U.S. lawmakers have put the nation’s airlines on notice: Improve customer service or we will make you.

The House Transportation and Infrastructure Committee held a hearing for top airline executives to testify, and to determine how Congress might respond after a passenger was violently dragged off an overbooked United Airlines flight.

“Seize this opportunity,” committee Chairman Bill Shuster, a Pennsylvania Republican, told United CEO Oscar Munoz and other airline executives at a hearing. Otherwise, “we’re going to act and you’re not going to like it,” he said, predicting a “one-size-fits-all” solution that may serve some airlines but not all.

Munoz apologized repeatedly for the removal of David Dao, 69, who last month refused to give up his seat to make room for airline employees. The video of airport police dragging Dao from his seat went viral.

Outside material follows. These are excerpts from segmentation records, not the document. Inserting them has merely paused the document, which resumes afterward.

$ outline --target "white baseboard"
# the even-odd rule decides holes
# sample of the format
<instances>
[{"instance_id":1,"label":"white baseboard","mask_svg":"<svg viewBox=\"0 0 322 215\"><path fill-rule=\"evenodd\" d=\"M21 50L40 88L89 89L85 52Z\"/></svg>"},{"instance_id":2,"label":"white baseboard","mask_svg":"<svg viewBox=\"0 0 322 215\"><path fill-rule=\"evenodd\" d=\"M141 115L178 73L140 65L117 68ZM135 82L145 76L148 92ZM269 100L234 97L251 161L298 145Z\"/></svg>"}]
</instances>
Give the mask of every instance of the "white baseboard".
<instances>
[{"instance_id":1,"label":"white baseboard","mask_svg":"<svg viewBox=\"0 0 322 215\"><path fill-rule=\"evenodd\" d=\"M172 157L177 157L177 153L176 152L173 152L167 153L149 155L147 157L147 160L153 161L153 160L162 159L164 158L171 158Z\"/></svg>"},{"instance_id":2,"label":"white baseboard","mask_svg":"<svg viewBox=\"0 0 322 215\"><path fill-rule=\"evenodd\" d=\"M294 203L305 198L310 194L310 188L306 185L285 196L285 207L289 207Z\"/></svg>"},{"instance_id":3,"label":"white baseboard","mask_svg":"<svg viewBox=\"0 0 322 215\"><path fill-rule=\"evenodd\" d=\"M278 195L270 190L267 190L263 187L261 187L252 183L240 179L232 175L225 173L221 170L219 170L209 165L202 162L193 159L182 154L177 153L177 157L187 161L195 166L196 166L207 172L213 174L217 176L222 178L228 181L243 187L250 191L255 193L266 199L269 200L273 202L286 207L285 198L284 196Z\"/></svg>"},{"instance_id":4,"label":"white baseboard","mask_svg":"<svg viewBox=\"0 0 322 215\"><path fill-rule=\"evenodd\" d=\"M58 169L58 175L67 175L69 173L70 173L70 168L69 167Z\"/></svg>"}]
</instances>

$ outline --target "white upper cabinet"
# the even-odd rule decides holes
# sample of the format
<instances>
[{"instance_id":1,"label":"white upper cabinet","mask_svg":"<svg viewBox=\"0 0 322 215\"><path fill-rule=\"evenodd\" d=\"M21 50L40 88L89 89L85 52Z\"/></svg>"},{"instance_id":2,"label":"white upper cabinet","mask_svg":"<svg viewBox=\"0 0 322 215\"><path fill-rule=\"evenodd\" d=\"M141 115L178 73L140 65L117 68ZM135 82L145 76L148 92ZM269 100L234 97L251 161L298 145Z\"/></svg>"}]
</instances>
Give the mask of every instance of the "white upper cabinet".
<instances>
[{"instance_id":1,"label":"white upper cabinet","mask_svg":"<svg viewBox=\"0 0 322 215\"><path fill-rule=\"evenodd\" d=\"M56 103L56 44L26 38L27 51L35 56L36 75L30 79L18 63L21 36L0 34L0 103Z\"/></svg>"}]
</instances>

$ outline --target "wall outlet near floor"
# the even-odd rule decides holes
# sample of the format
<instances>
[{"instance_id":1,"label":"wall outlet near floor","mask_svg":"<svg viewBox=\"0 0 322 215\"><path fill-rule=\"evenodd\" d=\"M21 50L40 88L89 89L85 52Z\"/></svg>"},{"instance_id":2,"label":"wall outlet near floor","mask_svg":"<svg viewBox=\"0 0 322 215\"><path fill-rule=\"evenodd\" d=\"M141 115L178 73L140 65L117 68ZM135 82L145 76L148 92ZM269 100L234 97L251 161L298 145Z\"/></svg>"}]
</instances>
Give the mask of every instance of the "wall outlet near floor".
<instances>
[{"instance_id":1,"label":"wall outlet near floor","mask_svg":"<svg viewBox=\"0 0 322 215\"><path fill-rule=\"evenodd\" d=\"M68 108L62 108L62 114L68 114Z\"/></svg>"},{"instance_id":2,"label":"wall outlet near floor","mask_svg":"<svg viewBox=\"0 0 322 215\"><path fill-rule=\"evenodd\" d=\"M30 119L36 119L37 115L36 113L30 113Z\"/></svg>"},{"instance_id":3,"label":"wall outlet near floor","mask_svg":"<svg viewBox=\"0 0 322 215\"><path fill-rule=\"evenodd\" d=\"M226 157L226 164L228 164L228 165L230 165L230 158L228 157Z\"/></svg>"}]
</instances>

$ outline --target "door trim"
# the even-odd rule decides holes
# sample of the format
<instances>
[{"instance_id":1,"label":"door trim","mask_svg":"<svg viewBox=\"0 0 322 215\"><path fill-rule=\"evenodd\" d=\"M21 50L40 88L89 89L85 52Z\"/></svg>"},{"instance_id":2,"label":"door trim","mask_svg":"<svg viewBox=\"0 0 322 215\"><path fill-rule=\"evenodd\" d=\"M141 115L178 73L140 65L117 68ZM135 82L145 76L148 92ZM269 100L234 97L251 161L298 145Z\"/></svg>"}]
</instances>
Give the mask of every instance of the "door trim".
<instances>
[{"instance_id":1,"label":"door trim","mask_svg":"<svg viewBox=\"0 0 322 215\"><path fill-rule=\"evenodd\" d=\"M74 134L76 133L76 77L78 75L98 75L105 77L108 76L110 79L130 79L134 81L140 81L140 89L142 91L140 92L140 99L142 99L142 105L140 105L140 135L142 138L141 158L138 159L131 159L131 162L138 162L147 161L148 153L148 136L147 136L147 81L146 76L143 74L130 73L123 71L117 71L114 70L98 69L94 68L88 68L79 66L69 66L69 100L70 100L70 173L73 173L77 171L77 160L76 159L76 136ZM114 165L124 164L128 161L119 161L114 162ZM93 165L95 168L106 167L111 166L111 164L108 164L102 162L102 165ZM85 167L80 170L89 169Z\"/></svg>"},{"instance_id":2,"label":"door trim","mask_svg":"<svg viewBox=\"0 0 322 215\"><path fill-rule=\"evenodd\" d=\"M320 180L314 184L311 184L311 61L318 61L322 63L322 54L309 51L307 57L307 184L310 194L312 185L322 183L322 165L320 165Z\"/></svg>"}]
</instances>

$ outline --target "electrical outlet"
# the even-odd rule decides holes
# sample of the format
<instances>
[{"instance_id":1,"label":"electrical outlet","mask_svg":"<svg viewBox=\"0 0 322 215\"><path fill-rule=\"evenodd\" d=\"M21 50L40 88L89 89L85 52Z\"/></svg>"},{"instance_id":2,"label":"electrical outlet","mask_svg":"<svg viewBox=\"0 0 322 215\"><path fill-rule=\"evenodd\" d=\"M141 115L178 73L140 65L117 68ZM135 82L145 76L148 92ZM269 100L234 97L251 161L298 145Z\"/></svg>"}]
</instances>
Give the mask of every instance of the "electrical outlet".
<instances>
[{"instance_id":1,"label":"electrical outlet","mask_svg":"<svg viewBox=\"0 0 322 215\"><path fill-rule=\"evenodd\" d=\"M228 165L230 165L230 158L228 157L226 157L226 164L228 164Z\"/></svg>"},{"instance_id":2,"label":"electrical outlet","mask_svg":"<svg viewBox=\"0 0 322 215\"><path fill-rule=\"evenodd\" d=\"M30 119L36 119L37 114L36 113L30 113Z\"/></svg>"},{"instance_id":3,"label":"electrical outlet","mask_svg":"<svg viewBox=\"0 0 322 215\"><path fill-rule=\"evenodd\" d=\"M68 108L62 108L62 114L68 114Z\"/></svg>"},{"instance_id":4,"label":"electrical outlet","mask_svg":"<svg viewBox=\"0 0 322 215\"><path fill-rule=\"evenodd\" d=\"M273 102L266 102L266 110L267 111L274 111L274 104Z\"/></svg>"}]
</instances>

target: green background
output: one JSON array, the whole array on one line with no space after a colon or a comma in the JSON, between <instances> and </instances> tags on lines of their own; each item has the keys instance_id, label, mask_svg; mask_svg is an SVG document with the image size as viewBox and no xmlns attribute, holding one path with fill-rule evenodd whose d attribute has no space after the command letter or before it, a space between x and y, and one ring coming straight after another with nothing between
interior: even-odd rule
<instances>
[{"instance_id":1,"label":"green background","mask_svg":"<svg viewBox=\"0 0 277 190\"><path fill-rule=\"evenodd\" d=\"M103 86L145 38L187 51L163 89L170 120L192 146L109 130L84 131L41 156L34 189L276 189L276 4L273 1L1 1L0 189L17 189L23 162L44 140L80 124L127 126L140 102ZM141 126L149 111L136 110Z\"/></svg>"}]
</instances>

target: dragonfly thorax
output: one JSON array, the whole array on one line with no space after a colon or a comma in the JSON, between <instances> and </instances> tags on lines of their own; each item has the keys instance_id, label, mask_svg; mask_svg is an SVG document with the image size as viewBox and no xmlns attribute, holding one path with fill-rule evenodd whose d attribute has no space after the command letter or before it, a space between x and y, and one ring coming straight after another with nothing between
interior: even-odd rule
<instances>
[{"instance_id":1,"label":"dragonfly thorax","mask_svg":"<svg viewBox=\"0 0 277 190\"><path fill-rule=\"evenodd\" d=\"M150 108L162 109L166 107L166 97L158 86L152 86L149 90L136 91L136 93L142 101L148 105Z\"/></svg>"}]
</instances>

“In that moment for our customers and our company we failed, and so as CEO, at the end of the day, that is on me,” Munoz said. “This has to be a turning point.”

Munoz was joined at the hearing by United President Scott Kirby and executives from American Airlines, Southwest Airlines and Alaska Airlines.

American Airlines experienced its own public relations fiasco last month when a passenger video went viral, showing a woman on a plane in tears holding a child in her arms and another at her side after an encounter with a flight attendant over a baby stroller.

United and other airlines have announced policy changes regarding overbooked flights. Airlines have said they routinely overbook flights because a small percentage of passengers do not show up.